Monday, October 14, 2013
Review Roundup: Hell is Relative
By Ford Fargo
Western Fictioneers, June 2013
$10.99 paperback, ISBN 1490505059
$2.99 Kindle, ASIN B00DPPFUPM
$2.99 most other e-formats, ISBN 9781301613717
Unlike previous volumes in the series, Wolf Creek Book 6: Hell on the Prairie is not a collaborative novel. Instead, in this collection of short stories, seven members of the posse collectively known as Ford Fargo wrote as themselves. The effect is both cacophonous and musical, as each author’s voice is distinctive when not required to disappear behind the Ford Fargo filter.
Troy D. Smith, Chuck Tyrell, Clay More, Cheryl Pierson, Jerry Guin, and James J. Griffin all write characters who are pillars of Wolf Creek society—though being a pillar of society in Wolf Creek generally indicates a character has earned an extreme lack of hospitality somewhere else.
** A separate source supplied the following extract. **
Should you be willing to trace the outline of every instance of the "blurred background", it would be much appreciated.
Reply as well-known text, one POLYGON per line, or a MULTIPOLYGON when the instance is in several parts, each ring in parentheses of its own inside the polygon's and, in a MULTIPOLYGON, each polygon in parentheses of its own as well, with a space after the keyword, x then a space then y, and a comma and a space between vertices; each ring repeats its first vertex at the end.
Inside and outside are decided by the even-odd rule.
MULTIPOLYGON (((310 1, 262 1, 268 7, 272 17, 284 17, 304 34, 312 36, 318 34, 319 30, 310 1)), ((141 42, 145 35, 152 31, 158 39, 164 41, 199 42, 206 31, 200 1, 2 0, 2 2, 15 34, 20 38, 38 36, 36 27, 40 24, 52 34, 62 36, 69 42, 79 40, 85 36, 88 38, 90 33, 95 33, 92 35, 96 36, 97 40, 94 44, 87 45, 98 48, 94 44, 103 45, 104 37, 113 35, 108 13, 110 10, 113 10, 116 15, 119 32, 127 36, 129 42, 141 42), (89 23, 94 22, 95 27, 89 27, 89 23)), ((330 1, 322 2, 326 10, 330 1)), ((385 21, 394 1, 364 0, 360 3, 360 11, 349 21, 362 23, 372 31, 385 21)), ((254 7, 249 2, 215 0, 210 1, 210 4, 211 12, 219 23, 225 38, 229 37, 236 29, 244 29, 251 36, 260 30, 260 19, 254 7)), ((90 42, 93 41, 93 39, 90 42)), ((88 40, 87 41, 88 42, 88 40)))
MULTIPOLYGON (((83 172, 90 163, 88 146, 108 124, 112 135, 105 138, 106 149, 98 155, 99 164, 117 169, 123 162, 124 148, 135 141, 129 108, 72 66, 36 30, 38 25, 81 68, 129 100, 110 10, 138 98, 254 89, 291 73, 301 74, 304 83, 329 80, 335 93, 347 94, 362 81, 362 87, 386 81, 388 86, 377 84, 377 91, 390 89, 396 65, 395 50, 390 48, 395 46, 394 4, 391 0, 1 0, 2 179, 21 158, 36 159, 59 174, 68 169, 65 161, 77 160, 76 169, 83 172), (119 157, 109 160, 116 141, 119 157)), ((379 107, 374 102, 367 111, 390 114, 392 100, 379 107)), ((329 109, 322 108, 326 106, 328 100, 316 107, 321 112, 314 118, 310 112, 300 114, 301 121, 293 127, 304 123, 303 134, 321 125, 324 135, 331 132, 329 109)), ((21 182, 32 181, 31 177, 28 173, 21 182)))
Jacquie Rogers introduces a group of newcomers whose potential to become series regulars seems iffy, mostly because the characters insist they are unwilling to stick around.
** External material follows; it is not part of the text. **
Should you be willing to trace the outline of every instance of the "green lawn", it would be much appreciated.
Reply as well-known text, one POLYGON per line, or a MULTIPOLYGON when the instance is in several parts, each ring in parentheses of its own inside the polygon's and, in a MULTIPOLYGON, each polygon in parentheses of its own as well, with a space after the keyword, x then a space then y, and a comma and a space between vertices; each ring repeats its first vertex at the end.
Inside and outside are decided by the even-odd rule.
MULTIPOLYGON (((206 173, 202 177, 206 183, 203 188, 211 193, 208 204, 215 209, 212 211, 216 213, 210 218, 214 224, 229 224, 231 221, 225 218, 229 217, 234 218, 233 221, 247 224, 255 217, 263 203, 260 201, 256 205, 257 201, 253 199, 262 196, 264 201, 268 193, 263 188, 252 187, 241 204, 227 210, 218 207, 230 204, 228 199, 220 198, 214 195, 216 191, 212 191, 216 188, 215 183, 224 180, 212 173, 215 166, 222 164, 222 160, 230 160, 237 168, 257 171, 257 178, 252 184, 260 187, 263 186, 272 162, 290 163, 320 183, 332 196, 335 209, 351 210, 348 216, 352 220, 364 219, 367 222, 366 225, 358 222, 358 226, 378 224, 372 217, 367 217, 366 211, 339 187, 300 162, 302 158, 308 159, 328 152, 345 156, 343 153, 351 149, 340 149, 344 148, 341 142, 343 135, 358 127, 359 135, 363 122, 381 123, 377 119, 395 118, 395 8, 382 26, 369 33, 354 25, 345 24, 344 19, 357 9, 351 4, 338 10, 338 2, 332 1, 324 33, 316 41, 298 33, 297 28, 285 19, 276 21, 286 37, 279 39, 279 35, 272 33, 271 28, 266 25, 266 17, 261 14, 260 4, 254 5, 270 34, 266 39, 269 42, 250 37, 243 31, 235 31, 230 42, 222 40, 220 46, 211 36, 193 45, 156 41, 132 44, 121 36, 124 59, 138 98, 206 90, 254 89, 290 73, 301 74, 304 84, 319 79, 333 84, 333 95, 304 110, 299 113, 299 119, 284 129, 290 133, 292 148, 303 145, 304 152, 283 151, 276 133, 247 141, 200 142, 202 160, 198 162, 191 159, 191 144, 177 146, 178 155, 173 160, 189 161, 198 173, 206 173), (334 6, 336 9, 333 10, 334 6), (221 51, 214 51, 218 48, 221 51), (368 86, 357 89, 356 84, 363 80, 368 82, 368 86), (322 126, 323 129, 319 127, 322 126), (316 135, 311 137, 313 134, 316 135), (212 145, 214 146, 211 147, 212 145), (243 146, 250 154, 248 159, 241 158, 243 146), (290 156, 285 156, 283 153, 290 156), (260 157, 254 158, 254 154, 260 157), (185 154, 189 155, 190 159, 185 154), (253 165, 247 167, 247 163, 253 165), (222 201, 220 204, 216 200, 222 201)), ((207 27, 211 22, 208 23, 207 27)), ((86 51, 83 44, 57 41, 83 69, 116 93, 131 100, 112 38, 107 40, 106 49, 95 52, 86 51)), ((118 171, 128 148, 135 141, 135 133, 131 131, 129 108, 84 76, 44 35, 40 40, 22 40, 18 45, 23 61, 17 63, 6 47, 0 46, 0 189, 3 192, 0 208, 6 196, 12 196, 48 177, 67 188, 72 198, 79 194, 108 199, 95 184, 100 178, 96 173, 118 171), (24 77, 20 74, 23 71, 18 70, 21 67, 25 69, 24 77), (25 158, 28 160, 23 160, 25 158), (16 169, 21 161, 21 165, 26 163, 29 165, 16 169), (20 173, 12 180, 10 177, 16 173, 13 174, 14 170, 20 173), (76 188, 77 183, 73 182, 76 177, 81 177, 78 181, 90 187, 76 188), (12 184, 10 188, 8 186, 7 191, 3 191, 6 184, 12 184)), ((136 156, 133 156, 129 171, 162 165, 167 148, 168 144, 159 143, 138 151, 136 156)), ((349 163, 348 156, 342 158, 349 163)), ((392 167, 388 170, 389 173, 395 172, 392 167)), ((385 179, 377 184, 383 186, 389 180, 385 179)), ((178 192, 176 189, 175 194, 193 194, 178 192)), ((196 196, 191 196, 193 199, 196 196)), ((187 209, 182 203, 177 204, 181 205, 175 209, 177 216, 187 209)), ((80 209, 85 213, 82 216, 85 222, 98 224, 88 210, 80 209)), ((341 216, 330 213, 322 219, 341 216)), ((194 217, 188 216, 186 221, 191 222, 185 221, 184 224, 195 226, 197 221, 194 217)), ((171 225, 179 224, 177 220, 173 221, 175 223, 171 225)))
Smith’s, Tyrell’s, and More’s stories provide series and character backstory. Marshal Sam Gardner (Smith) reveals a hidden talent. Who suspected the man was an expert at something besides loafing and sardonic wit? Tyrell gives readers a glimpse at cowboy Billy Below’s genesis in a sweeping saga almost too long to be called short. Below has come a long way from the naïve boy who left home under a different name. Doctor Logan Munro’s past may be the most surprising, and More weaves the tale with no little mystery and quite a bit of violence. The psychological games Munro and his adversary play would do a thriller proud.
Pierson’s and Griffin’s stories take familiar characters in new directions. In Derrick McCain’s story, Pierson’s talents as a romance author shine. McCain, tortured by his mixed heritage and obligations to both sides, emerges as a swoon-worthy hero, yet Pierson manages a delicate balance between romantic sentimentality and thorny issues. Griffin drops a bomb on both readers and his character, perennially shirtless livery owner and former Texas Ranger Ben Tolliver. Tolliver may have dropped his alias several books ago, but he didn’t quite shed his past, which bounces into his present in a big way. McCain’s and Tolliver’s new issues not only deepen each man’s character, but also provide intriguing potential fodder for future entries in the Wolf Creek series.
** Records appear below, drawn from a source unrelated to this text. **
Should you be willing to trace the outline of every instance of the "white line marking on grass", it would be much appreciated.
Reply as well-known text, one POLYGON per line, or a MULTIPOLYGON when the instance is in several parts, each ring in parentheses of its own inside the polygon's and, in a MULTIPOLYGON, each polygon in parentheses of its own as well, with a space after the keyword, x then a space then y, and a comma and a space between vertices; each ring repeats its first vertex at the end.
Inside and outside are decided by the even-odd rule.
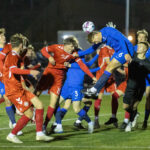
MULTIPOLYGON (((122 113, 124 113, 124 112, 118 112, 117 115, 120 115, 122 113)), ((109 114, 101 114, 101 115, 99 115, 99 117, 110 116, 110 115, 111 115, 110 113, 109 114)), ((93 118, 94 116, 90 116, 90 117, 93 118)), ((76 119, 77 118, 71 118, 71 119, 64 119, 62 121, 67 122, 67 121, 72 121, 72 120, 76 120, 76 119)), ((26 127, 30 127, 30 126, 35 126, 35 124, 28 124, 26 127)), ((10 128, 0 128, 0 130, 8 130, 8 129, 10 129, 10 128)))
POLYGON ((1 148, 60 148, 60 149, 69 149, 69 148, 83 148, 83 149, 150 149, 150 146, 27 146, 27 145, 18 145, 18 146, 0 146, 1 148))

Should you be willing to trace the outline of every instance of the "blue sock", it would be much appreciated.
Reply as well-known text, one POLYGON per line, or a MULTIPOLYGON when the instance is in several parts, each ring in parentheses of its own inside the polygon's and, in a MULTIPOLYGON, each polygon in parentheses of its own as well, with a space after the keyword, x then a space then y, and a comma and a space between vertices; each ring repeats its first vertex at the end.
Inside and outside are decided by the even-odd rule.
POLYGON ((91 119, 89 118, 89 116, 87 115, 86 111, 81 109, 79 112, 78 112, 78 115, 81 117, 81 119, 85 120, 86 122, 91 122, 91 119))
POLYGON ((104 71, 103 75, 99 78, 99 80, 94 85, 94 87, 97 89, 97 93, 99 93, 100 90, 105 86, 110 76, 111 76, 110 72, 104 71))
POLYGON ((56 123, 61 124, 61 120, 64 118, 65 114, 67 113, 67 110, 62 108, 60 111, 57 111, 56 113, 56 123))
POLYGON ((89 109, 90 109, 90 106, 86 106, 86 105, 85 105, 85 106, 83 107, 83 110, 85 110, 86 112, 88 112, 89 109))
MULTIPOLYGON (((90 109, 90 106, 86 106, 86 105, 85 105, 85 106, 83 107, 83 110, 85 110, 86 113, 89 111, 89 109, 90 109)), ((83 120, 83 117, 80 117, 80 116, 79 116, 78 120, 82 121, 82 120, 83 120)))
POLYGON ((147 121, 148 118, 149 118, 149 114, 150 114, 150 110, 145 110, 145 118, 144 118, 144 121, 147 121))
POLYGON ((11 105, 11 106, 5 107, 5 109, 12 124, 16 123, 13 106, 11 105))

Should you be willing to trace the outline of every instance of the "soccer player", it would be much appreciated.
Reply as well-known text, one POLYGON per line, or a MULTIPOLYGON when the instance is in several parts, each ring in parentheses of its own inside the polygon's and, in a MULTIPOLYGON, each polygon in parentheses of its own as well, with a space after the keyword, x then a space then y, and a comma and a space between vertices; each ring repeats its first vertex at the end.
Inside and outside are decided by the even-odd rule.
MULTIPOLYGON (((145 29, 137 31, 137 42, 138 43, 145 42, 145 41, 147 42, 147 40, 148 40, 148 32, 145 29)), ((137 47, 138 47, 138 45, 134 46, 135 51, 137 51, 137 47)), ((146 58, 149 59, 150 48, 147 50, 145 56, 146 56, 146 58)), ((149 114, 150 114, 150 74, 148 74, 146 77, 146 104, 145 104, 145 117, 144 117, 142 129, 147 128, 147 121, 149 118, 149 114)), ((138 116, 139 116, 139 113, 137 113, 136 119, 138 116)))
MULTIPOLYGON (((6 42, 5 29, 1 28, 0 29, 0 52, 4 48, 5 42, 6 42)), ((2 83, 2 70, 0 70, 0 99, 3 97, 4 94, 5 94, 5 88, 4 88, 4 84, 2 83)))
MULTIPOLYGON (((84 57, 81 57, 82 61, 90 67, 95 60, 98 58, 98 55, 96 55, 91 61, 86 62, 84 57)), ((96 72, 100 68, 94 68, 90 69, 91 72, 96 72)), ((56 133, 63 132, 61 120, 67 113, 71 102, 73 105, 74 112, 79 116, 80 120, 85 120, 88 123, 88 132, 93 132, 93 122, 89 118, 87 111, 89 110, 88 106, 84 106, 83 109, 81 109, 81 100, 83 99, 83 94, 81 93, 81 90, 83 89, 83 81, 84 81, 85 73, 81 70, 80 66, 77 64, 77 62, 71 63, 70 68, 67 71, 66 74, 66 80, 62 87, 61 94, 60 94, 60 101, 65 100, 65 104, 63 108, 60 111, 57 111, 56 113, 56 123, 57 126, 54 129, 56 133)), ((84 102, 86 100, 84 99, 84 102)), ((87 101, 86 101, 87 102, 87 101)))
MULTIPOLYGON (((117 29, 112 27, 104 27, 100 32, 94 31, 88 34, 88 41, 93 44, 106 43, 115 50, 112 60, 106 67, 103 75, 100 77, 94 87, 83 91, 88 96, 99 93, 104 87, 112 72, 126 62, 131 62, 134 49, 131 42, 117 29)), ((78 53, 79 56, 89 54, 89 51, 78 53)), ((91 51, 90 51, 91 53, 91 51)))
POLYGON ((7 140, 13 143, 23 143, 20 141, 16 134, 32 118, 31 105, 36 108, 36 140, 50 141, 53 138, 46 136, 42 132, 43 125, 43 105, 42 102, 31 92, 24 90, 21 85, 21 75, 31 74, 37 76, 39 74, 36 70, 23 70, 20 69, 21 53, 23 49, 23 39, 21 37, 12 36, 10 39, 12 50, 6 56, 3 67, 3 80, 5 84, 6 96, 15 105, 15 107, 23 113, 23 116, 17 121, 16 126, 8 134, 7 140))
POLYGON ((89 71, 88 67, 81 61, 81 59, 75 58, 73 55, 71 55, 72 52, 78 48, 78 43, 74 37, 66 38, 63 43, 64 44, 47 46, 41 50, 43 56, 49 60, 49 64, 45 68, 36 88, 37 94, 46 89, 49 90, 48 93, 50 94, 50 104, 48 106, 47 115, 43 125, 44 130, 46 130, 48 122, 53 116, 56 103, 60 95, 60 90, 66 72, 64 62, 75 59, 75 61, 80 65, 81 69, 96 81, 94 75, 89 71), (52 54, 49 54, 49 52, 52 54))
POLYGON ((150 62, 145 56, 148 48, 147 42, 138 43, 137 54, 129 64, 127 88, 123 98, 123 107, 130 114, 130 122, 125 128, 126 132, 131 131, 132 122, 137 114, 137 106, 145 92, 145 77, 150 72, 150 62))
MULTIPOLYGON (((105 68, 108 66, 108 64, 110 63, 111 57, 114 54, 114 49, 112 49, 111 47, 104 45, 103 47, 101 47, 100 52, 99 52, 99 58, 98 58, 98 65, 101 68, 101 70, 97 71, 96 73, 96 77, 97 79, 99 79, 101 77, 101 75, 104 73, 105 68)), ((118 71, 122 71, 120 69, 117 69, 118 71)), ((126 74, 124 71, 122 71, 121 73, 126 74)), ((107 81, 107 83, 105 84, 104 88, 100 91, 99 95, 98 95, 98 99, 95 100, 94 103, 94 112, 95 112, 95 122, 94 122, 94 127, 95 128, 99 128, 99 111, 100 111, 100 107, 101 107, 101 101, 102 101, 102 97, 103 97, 103 93, 104 90, 106 90, 106 92, 110 92, 112 94, 112 117, 105 122, 105 125, 110 125, 110 124, 114 124, 115 127, 118 127, 118 120, 116 118, 116 114, 117 114, 117 109, 118 109, 118 98, 123 95, 125 88, 126 88, 126 82, 122 82, 121 84, 119 84, 119 86, 117 87, 117 84, 115 82, 114 76, 110 76, 109 80, 107 81)))
MULTIPOLYGON (((5 30, 4 29, 1 29, 2 33, 4 34, 5 33, 5 30)), ((26 46, 26 41, 27 41, 27 38, 25 36, 23 36, 22 34, 15 34, 14 36, 20 36, 21 38, 23 38, 23 45, 24 45, 24 48, 26 46)), ((2 80, 2 77, 3 77, 3 73, 2 73, 2 70, 3 70, 3 63, 4 63, 4 60, 5 60, 5 57, 6 55, 12 50, 12 47, 11 47, 11 44, 8 43, 6 45, 3 46, 3 49, 2 51, 0 51, 0 72, 1 72, 1 82, 3 82, 2 80)), ((3 84, 3 83, 2 83, 3 84)), ((3 85, 4 86, 4 85, 3 85)), ((14 128, 16 126, 16 120, 15 120, 15 107, 14 105, 12 105, 12 103, 9 101, 9 99, 6 97, 5 93, 3 94, 3 97, 5 99, 5 104, 6 104, 6 113, 9 117, 9 127, 10 128, 14 128)), ((22 131, 19 131, 17 133, 17 135, 22 135, 22 131)))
Guin’s and Rogers’ stories stand out because they’re different from the others. Although series regular Deputy Quint Croy is the presumed narrator of his tale, the story really belongs to a relatively minor Wolf Creek character: Negro saloon owner Asa Pepper. The choice seems odd, until one realizes Pepper’s backstory speaks to the character of the town itself. Rogers’ story is even more unusual in the context of the series. Her characters, just passing through on their way to the West Coast, have never been seen before and may never show up again. The story displays Rogers’ signature sarcasm, and the characters are endearing. Surely Wolf Creek could use a team of good mules.
Hell on the Prairie may not be what fans have come to expect from the series, but none of the stories disappoint. More Wolf Creek anthologies would not go amiss.
Kathleen Rice Adams is a Texan, a voracious reader, a professional journalist, and a novelist in training. She received a review copy of Wolf Creek Book 6 from the publisher. Her opinions are her own and are neither endorsed nor necessarily supported by Western Fictioneers or individual members of the organization. Links in the review are for convenience only; they do not produce affiliate revenue.